To have a proper discourse on this topic, it is of foremost importance to have a thorough knowledge about GST. Firstly, we must consider the effect of GST on our nation, and then only we can evaluate its impact on money transfer in foreign countries.
What exactly is GST?
Levied from 1st July 2017 GST is an indirect tax which replaces all other taxes incurred by both the state and central governments. It is applicable to all goods and services throughout India. Under this taxation, some of the products would be available at a much cheaper rate whereas some would become really expensive. In seventy years of independence, this is the biggest tax reformation that India witnesses.
How was money transferred before the introduction of GST?
Now, who does not enjoy international remittance? All of us would love to see our bank accounts being filled from money earned abroad by our family members or relatives. No doubt the beneficiary takes the privilege of the benefit. But with the introduction of GST in the country, there are several factors to take note of and understand before making an exchange. A person remitting money to India can either send direct cash or credit the amount to the receiver’s account. Now when you receive the money here in cash, what you have to do is to call up the distribution agency and inform them. Again when it comes to receiving the amount via bank, a call has to be made to the distribution agency after which the sent amount is credited to the receiver’s account.
What happened after initiating GST?
With its initiation, one thing has been made very clear that for any kind of service, a Service tax would be levied upon the procedure. Therefore, even this conversion of one currency into another is accountable as a service provided by the Banks and Foreign Exchange Dealers. Therefore, one must pay the Service tax on Foreign Exchange conversion.

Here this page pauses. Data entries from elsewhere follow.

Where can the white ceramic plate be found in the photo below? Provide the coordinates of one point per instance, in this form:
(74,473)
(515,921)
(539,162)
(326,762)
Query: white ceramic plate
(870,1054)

How does the implementation of GST works?
When sent via bank, the remitting bank or money transferring organization sends the fund to the receiver’s bank which again transfers the money specifically to that person’s account. Here, although a service is provided – no extra GST is attached. Therefore, the people receiving the money do not have to bear the burden of GST. The GST is levied upon the remitting bank or money transferring organization which again burdens up the sender with the tax.
The rate of GST is 18%, either monthly or at a particular interval – as decided upon by the two of them. However, in the case of direct cash transfer – the rules become a bit different. Here, in this case, an agent who is from non – banking financial institutions and does not fall under strict laws of the bank first pays the money to the beneficiary and then sends an invoice to the remitting bank of money transferring organization. One thing is very clear that there is no GST levied on the beneficiary for foreign exchange that is inward. Earlier, for this procedure, the rate of the Service Tax was 15.50% and now the GST is rated at 18%.
Larger view on the impact
It has not even been a month since this new taxation has begun, therefore its long run impact is yet to observe and then judged. GST, for now, is just a step taken towards a developing direction that is hoped to improve India’s economy. It’s foreign money transfer regulations are quite sorted and simple to follow by people at both the ends. Therefore, an altogether acceptance is required for its success.